Capítulo Cinquenta e Seis: O Eu e a Natureza

O Libertino Ao passar pelo universo bidimensional 3328 palavras 2026-02-07 14:09:08

Ao ouvir as palavras de Tianyuan Li, a pessoa do outro lado da linha não respondeu de imediato. Em vez disso, riu, como se tivesse acabado de ouvir uma piada. Só depois de um bom tempo respondeu:

“Não seria exagero?”

“Não, não, não. Se ele realmente conseguir nos superar, provocar uma guerra mundial é, na verdade, algo bastante razoável.”

“O que normalmente motiva as ações de uma pessoa?”

“A moralidade vem em segundo plano; o principal fator é a própria capacidade!”

“Alguém sem talento geralmente se limita a trabalhos ordinários.”

“Já uma pessoa capaz tende a buscar feitos de grande influência.”

“A diferença fundamental entre eles está apenas no que podem ou não realizar, e não no que querem ou não querem fazer.”

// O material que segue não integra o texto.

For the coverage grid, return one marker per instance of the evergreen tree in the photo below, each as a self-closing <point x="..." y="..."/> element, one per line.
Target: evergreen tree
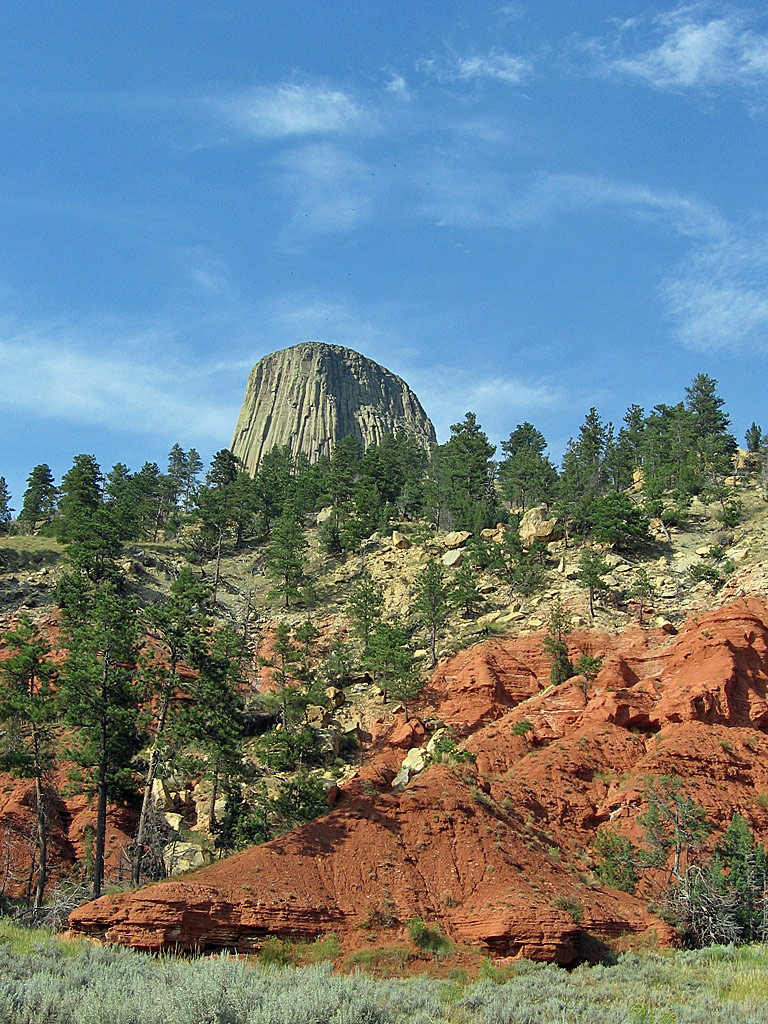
<point x="285" y="557"/>
<point x="5" y="509"/>
<point x="643" y="589"/>
<point x="39" y="501"/>
<point x="740" y="871"/>
<point x="754" y="437"/>
<point x="674" y="824"/>
<point x="212" y="720"/>
<point x="555" y="643"/>
<point x="470" y="488"/>
<point x="28" y="712"/>
<point x="526" y="475"/>
<point x="175" y="626"/>
<point x="193" y="469"/>
<point x="592" y="571"/>
<point x="431" y="602"/>
<point x="98" y="696"/>
<point x="465" y="594"/>
<point x="365" y="607"/>
<point x="388" y="653"/>
<point x="80" y="496"/>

“É o poder de fazer, e não a vontade de fazer, que define as ações.”

“Muitos, embora pareçam boas pessoas ou gente comum, será que realmente escolheram assim por vontade própria?”

“Nem sempre!”

“Muitas vezes, é só porque não têm capacidade para praticar o mal, sabem que seriam pegos se tentassem, então optam por serem bons ou comuns.”

“Mas e se essa pessoa soubesse que poderia roubar ou até matar, e mesmo assim a polícia não poderia detê-la ou identificá-la, o que mudaria em suas ações?”

“Ou pense nos civis aparentemente humildes.”

“Muitos só parecem humildes porque não têm escolha; a dureza da realidade os moldou assim, e a falta de opções faz com que aceitem seu destino.”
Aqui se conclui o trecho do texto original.